Este verano viajé al norte argentino con dos amigas. Fue un viaje inquieto, de acá para allá, total todo está "ahícito nomás"

Iruya era uno de nuestros destinos. Llegamos en un micro que salió de Humahuaca a las 10:30 am y costó $40. Fueron tres horas de viaje por un camino entre la montaña y el vacío. Con los colores, animales y el Río Grande encantando el recorrido. El boca en boca decía que Iruya era un sueño, sacada de un cuento...Y era cierto.

Iruya se encuentra en el límite de Salta con Jujuy por el este, a 2.780 metros sobre el nivel del mar.

La primera impresión es que está colgado de una montaña, a través de la cual se asoman construcciones de adobe, piedra y paja.

Las calles de adoquines son estrechas y en subida. Son hermosas aunque difíciles de subir con peso en la espalda. El premio es que te descubren vistas increíbles. Además cuanto más arriba, más accesible es el hospedaje. Las casas de familia ofrecen camas, cocina y duchas. En la mayoría hay una terraza que funciona de lugar de encuentro. Así fue en donde dormí, a las 21:00 ya se sentía el humo y olor a asado, surgían los primeros trucos, una botella de Norte pasaba de mano en mano y las conversaciones entre argentinos y españoles tenían de fondo canciones de Rock Nacional.

Desde 1995 Iruya es Lugar Histórico Nacional, gracias a que sus costumbres, vestimentas y viviendas siguen la misma tradición que hace 250 años.
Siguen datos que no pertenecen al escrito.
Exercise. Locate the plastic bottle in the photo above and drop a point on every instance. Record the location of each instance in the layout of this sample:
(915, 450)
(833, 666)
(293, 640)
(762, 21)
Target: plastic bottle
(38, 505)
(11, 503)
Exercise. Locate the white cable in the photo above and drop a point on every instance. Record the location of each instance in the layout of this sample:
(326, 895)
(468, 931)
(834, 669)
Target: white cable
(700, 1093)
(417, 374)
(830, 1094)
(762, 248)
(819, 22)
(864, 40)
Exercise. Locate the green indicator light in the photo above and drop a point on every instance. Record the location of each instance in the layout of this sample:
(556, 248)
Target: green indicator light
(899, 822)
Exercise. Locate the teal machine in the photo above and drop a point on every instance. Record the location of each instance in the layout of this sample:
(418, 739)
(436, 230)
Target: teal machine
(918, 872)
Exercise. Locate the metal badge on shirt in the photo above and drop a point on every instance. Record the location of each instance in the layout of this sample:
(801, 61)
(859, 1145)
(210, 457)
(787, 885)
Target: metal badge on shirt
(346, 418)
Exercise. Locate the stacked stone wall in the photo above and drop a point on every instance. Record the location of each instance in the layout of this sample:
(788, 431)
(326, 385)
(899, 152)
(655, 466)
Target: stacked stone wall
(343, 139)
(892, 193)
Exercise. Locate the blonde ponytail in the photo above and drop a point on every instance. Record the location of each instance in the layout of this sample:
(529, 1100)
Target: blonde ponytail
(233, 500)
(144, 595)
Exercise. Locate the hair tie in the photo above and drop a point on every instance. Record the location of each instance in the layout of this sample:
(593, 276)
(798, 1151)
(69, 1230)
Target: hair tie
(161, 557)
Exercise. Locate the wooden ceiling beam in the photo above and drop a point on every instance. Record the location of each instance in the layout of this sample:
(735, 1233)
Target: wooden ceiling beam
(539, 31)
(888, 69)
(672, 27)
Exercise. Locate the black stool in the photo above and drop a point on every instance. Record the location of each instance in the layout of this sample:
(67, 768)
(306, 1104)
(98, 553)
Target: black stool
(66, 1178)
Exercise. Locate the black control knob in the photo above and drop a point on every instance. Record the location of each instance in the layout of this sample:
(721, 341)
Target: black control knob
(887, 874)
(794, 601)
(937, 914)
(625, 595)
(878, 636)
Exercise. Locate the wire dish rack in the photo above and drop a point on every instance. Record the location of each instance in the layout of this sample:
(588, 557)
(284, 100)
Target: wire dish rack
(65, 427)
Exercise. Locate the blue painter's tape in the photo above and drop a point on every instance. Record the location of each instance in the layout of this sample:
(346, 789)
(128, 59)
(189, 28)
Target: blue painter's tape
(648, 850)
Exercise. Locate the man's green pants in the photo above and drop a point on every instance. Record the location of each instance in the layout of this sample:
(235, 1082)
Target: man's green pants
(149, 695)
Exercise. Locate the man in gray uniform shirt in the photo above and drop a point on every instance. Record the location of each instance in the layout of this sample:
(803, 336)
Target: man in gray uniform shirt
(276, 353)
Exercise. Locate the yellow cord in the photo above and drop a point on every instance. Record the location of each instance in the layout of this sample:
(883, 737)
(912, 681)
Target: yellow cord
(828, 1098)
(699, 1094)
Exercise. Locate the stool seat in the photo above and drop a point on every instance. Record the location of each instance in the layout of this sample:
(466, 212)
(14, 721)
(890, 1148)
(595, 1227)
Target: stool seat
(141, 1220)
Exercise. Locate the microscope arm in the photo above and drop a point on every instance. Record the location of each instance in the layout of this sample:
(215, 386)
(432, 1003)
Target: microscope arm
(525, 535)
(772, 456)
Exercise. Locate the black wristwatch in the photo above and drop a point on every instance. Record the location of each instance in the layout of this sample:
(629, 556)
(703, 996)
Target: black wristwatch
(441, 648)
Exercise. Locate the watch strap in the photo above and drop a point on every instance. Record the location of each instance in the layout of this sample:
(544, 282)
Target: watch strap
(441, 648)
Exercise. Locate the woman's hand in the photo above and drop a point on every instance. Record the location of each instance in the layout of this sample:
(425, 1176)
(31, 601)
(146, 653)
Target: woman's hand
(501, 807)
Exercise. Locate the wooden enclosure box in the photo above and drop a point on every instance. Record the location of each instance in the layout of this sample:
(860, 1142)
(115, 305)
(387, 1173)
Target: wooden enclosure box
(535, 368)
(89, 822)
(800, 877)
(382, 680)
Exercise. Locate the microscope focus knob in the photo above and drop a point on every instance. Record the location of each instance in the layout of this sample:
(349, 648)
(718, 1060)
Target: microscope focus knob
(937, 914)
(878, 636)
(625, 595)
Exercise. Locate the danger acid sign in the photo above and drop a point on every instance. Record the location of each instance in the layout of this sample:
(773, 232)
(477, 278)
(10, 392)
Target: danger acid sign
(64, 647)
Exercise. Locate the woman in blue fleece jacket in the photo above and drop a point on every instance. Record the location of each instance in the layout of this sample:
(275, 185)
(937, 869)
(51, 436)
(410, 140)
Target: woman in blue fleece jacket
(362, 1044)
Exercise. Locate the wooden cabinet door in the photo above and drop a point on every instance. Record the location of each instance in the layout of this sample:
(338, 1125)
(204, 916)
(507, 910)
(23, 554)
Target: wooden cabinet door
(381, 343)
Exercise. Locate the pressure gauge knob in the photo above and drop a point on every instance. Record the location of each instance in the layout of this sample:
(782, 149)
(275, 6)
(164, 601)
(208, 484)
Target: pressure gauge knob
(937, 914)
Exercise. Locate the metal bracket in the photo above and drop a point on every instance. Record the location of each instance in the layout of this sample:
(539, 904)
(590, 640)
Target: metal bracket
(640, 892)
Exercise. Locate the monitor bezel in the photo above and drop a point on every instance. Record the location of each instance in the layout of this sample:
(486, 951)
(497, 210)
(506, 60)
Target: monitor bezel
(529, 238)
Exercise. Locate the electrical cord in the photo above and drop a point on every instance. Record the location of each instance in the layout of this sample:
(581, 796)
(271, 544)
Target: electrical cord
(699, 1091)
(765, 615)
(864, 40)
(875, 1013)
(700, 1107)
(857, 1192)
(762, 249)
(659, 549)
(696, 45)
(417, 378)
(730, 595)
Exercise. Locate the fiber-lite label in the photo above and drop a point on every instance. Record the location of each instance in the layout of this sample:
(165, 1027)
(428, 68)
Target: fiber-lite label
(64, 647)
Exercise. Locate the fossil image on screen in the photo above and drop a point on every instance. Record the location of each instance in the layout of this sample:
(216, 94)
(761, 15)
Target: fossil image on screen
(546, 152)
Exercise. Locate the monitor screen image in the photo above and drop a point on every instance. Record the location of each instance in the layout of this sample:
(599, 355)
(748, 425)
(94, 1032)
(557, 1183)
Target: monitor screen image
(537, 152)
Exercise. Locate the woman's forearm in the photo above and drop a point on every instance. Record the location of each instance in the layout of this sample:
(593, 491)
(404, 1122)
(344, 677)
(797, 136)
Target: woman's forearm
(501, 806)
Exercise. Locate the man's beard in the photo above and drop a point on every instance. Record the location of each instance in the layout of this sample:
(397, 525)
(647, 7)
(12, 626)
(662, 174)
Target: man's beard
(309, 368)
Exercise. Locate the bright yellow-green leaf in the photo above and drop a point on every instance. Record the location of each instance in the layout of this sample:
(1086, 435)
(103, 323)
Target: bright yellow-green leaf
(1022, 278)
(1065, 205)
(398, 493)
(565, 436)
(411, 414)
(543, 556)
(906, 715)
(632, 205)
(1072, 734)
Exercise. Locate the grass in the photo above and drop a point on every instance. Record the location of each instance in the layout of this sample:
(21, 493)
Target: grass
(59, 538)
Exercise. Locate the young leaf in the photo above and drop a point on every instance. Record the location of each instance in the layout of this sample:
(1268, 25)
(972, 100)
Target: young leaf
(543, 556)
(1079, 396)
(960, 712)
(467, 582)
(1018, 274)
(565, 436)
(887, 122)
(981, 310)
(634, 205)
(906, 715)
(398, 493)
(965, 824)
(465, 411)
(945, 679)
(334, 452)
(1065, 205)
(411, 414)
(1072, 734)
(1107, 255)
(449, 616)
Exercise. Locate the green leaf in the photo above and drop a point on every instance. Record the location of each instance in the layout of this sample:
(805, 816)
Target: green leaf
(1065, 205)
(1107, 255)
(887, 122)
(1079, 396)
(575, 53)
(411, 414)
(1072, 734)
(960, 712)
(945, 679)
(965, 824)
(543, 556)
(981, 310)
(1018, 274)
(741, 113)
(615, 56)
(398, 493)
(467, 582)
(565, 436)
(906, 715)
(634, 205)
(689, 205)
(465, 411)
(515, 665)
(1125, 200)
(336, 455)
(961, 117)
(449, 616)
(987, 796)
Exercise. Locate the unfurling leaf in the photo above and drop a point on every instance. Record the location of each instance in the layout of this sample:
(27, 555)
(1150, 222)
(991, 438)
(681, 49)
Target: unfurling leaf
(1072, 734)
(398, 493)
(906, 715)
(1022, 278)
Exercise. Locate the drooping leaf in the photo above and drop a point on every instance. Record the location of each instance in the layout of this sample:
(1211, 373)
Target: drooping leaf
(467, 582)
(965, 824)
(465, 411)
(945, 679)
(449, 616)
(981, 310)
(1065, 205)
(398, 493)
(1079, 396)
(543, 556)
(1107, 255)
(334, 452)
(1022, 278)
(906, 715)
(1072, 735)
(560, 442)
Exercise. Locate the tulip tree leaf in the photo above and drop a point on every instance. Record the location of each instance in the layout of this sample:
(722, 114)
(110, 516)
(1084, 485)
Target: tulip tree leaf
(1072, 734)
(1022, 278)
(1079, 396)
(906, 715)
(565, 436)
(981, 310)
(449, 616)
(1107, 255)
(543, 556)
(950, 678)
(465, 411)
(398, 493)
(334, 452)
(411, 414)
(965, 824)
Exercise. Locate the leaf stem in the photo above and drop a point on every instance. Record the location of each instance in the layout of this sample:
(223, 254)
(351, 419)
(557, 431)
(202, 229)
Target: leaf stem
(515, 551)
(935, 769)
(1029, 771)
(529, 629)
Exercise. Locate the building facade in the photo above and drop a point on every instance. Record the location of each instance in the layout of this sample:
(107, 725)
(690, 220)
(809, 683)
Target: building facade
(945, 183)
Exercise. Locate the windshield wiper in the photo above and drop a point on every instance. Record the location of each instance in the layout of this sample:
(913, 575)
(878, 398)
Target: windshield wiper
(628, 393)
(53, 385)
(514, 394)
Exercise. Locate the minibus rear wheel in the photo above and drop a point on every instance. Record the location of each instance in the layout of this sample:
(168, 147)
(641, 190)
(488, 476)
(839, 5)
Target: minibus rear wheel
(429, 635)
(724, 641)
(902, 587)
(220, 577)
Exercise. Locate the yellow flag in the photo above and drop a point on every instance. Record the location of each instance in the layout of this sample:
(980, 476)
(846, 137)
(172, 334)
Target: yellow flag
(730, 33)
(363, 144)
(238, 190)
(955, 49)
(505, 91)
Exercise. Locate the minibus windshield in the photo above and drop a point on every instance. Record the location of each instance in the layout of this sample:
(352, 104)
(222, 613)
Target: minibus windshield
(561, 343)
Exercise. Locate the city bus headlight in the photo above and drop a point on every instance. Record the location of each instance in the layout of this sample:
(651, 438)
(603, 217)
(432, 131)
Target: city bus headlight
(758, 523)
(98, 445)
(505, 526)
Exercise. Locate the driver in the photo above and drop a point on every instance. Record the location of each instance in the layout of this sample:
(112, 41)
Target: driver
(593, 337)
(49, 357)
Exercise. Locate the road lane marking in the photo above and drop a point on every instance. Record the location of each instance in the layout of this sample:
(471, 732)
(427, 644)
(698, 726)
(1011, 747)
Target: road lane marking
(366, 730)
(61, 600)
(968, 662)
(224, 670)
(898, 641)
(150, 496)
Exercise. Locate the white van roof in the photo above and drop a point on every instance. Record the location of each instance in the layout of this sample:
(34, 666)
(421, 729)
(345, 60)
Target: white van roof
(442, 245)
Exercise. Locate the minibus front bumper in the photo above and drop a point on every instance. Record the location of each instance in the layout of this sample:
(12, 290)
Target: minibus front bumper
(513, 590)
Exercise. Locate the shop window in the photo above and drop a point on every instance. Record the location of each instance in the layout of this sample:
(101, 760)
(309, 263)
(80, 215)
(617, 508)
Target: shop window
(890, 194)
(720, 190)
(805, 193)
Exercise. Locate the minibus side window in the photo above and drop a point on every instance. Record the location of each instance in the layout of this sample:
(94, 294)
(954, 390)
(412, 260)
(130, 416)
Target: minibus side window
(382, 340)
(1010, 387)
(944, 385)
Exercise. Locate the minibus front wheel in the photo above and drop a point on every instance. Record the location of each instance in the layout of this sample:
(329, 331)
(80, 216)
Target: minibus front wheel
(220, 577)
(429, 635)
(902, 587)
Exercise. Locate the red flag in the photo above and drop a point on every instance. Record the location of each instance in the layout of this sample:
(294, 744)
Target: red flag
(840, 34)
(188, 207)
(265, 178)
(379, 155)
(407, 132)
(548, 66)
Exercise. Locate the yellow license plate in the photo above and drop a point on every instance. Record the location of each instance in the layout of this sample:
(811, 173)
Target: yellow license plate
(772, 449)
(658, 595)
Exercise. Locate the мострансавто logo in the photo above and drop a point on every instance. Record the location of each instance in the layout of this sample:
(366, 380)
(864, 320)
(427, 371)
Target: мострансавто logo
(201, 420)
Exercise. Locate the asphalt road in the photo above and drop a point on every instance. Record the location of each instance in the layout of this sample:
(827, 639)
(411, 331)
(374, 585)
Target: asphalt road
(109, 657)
El pueblo aborigen se entrelaza con el hispano y funcionan en armonía las culturas. Los habitantes hacen un gran esfuerzo para que no se pierda su identidad a pesar del intenso Turismo.

En Iruya hay una plaza principal donde los chicos lugareños invitan a los turistas a jugar un picadito, después se sientan a la sobra en las gradas de cemento y toman una gaseosa fría. También hay un mirador en la entrada del pueblo que funciona de plaza y antesala de la Iglesia, amarilla con tejas celeste. Ahí, con vista al serro de los cóndores nos sentamos, como muchos, a tomar mates con tortilla y ver ocultarse al sol para dar paso a la luna que por la altura se esconde tempranamente tras el Mirador de la Cruz.

Mientras contemplaba todo sin querer sacarme nunca la imagen de las pupilas, llegó Jazmín, caminando con su amiga Brisa por la calle que sube de la plaza. Tiene cuatro años, pero por su desenvoltura parece de más. Lleva su pelo oscuro atado en una larga cola de caballo. Su sonrisa es enorme y brillante, y sus ojos también sonríen. Vive en La Banda, el pueblito al que se llega cruzando un puente de maderas y tensores. Todos los días se levanta, desayuna y se dedica a jugar con sus hermanos mirar Violetta. Caminan solitas, con la confianza intacta a la tranquilidad de su pueblo que duerme la siesta, la recibe con calidez de hogar, las cría con valores casi extintos, con la humildad, la paz y la simpleza como emblema.

A mí me llama la atención. Quizás es el miedo, la paranoia a la que estamos expuestos. Quizás es el estado constante de alerta en el que vivo, el "cuidado si vas a tal lugar, si volves tarde" y pienso que sería hermoso, de verdad hermoso, poder confiar con los ojos cerrados, con la noche encima y la calle oscura en la tranquilidad de mi ciudad, que es parte mía, que forma mi identidad.

Pero volvamos a Jazmín. Jugamos toda la tarde. Nos reímos, gritamos y saltamos. Al final del día, Jazmín que siempre tuvo una tiara rosa en la cabeza, me contó en secreto que ella era una princesa. Cuando nos despedimos puso su tiara sobre mi cabeza y me aseguro que yo también podía serlo.